Côté historique, et comme Dos Passos s’abstient aussi de commentaires sur le contexte, on en est réduit à ses propres interrogations. J’aurais bien voulu en savoir plus par exemple sur ce président Woodrow Wilson (démocrate) qui avant guerre va lutter contre les trusts et autoriser les grèves ; et qui réélu en 1916 sur la promesse de ne pas entrer en guerre, y engagera pourtant le pays quelques mois plus tard. À la fin de la guerre, la conférence de Paris est l’occasion d’interminables tractations : si Dos Passos insiste bien sur la durée inhabituelle de celle-ci, il ne nous éclaire en rien là non plus. On connaît aujourd’hui l’influence de ces accord sur le seconde guerre mondiale, le partage du monde, etc… C’est un peu la limite de son œuvre : il raconte merveilleusement, mais n’explique rien.

Il me semble qu’après-guerre, aux États-Unis, un virage est pris : la parti communiste est déclaré illégal, les immigrants sont pointés du doigt (venant d’Europe avec leurs utopies socialistes), les grèves ouvrières sont durement réprimées ; parallèlement la prohibition est déclarée, les capitalistes spéculent, et la grande dépression de 1929 arrive. Tout ceci fait le lien avec l’époque de la « contre-révolution » chère à Jean-Patrick Manchette qui arrive, avec l’essor de la pègre américaine, et l’organisation totalitaire de la société démocratique (voir cet article), d’où naîtra le polar à l’américaine, le fameux « hard boiled ».

John Dos Passos (1896-1970) est un écrivain et un peintre américain. Cette édition comporte comme toujours une biographie, l’occasion de voir que Dos Passos est un grand érudit, sans doute assez mondain, qui voyagea et écrivit beaucoup. Son autre succès littéraire est Manhattan Transfer, dont le personnage central est la ville de New-York, décrite à travers de multiples personnages ; le reste de son œuvre semble plus difficile d’accès d’après ce que j’ai pu voir.

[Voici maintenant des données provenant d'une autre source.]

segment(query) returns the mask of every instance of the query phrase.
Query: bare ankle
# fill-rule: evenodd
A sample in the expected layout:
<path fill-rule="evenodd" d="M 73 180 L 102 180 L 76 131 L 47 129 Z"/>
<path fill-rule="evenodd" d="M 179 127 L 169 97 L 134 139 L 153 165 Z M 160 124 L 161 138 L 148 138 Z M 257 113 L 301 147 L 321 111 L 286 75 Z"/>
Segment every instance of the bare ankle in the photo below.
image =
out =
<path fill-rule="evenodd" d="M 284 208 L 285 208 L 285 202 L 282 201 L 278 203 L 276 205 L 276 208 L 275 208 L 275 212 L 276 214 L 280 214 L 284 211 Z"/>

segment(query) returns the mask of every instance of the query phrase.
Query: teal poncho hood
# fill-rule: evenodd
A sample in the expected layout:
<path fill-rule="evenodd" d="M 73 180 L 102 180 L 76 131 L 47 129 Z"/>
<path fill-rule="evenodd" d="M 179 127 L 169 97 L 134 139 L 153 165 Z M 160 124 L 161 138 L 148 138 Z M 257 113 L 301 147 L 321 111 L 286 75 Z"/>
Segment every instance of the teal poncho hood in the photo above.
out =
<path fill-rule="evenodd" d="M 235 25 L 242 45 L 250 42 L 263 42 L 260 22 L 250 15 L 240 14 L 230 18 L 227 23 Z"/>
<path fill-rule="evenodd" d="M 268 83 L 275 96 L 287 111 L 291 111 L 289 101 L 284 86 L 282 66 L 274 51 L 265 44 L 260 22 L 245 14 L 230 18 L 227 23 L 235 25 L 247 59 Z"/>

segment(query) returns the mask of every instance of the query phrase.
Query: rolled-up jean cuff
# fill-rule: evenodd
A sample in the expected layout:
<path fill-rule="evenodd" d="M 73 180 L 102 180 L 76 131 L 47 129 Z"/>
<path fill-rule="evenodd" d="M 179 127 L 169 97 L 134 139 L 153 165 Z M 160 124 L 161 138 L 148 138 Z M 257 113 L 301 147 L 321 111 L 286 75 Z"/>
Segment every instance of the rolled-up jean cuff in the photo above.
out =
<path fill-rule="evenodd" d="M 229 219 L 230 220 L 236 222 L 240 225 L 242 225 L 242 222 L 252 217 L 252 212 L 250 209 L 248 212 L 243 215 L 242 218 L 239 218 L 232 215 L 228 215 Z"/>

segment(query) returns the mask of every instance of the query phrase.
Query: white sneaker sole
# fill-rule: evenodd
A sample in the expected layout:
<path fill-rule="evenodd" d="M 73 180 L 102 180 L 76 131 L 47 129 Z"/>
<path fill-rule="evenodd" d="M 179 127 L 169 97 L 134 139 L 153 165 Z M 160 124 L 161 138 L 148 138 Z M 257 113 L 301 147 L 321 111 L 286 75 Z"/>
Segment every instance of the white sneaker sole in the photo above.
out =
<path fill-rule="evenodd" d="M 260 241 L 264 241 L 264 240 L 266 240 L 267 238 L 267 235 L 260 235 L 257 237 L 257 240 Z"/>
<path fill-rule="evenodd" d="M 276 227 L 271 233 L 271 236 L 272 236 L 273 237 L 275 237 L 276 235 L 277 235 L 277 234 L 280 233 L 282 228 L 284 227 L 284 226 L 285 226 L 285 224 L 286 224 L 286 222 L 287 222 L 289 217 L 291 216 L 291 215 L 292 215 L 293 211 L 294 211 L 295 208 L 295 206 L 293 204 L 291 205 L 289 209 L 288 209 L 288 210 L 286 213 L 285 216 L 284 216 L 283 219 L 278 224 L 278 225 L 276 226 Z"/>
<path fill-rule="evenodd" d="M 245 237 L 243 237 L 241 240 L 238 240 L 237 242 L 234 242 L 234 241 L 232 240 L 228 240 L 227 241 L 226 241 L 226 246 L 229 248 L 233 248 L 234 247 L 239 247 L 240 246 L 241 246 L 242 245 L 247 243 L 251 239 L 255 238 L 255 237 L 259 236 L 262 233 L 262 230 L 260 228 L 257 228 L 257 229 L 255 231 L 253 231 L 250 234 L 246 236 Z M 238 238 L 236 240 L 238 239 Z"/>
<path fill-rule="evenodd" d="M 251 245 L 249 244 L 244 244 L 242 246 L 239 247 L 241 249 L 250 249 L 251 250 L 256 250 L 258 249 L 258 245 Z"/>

Philippe Roger explique dans son excellente préface le parcours politique atypique de Dos Passos :

C’est son parcours d’homme des Lumières et de progressiste devenu, à la fin de sa vie, hostile à toute réglementation sociale, consacrant même ses dernières forces à polémiquer contre la loi de huit heures par haine de l’interventionnisme d’État – c’est ce bizarre trajet de la gauche la plus « libérale » à la droite extrême, au nom de la tradition libertarian américaine, que John Dos Passos reproduira pour son propre compte, passant du socialisme anarchisant de sa jeunesse et du militantisme aux côtés des communistes à la défiance envers le « collectiviste » Franklin Delano Roosevelt – jusqu’à épouser la cause du maccarthysme dans les années 1950 et à rallier l’aile droite du Parti républicain dans les années 1960. Mais qui lui eût fait cette prédiction dans les années 1930, du temps de U.S.A., aurait sans doute été mal reçu…

L’un des moments clés de revirement est sans doute la guerre d’Espagne, quand son ami républicain José Roblès est assassiné au nom du « communisme de guerre » par les staliniens. Ce sera aussi le début de sa brouille avec Hemingway, qui persistera à nier le noyautage des staliniens pourtant bien réel lors de la guerre d’Espagne.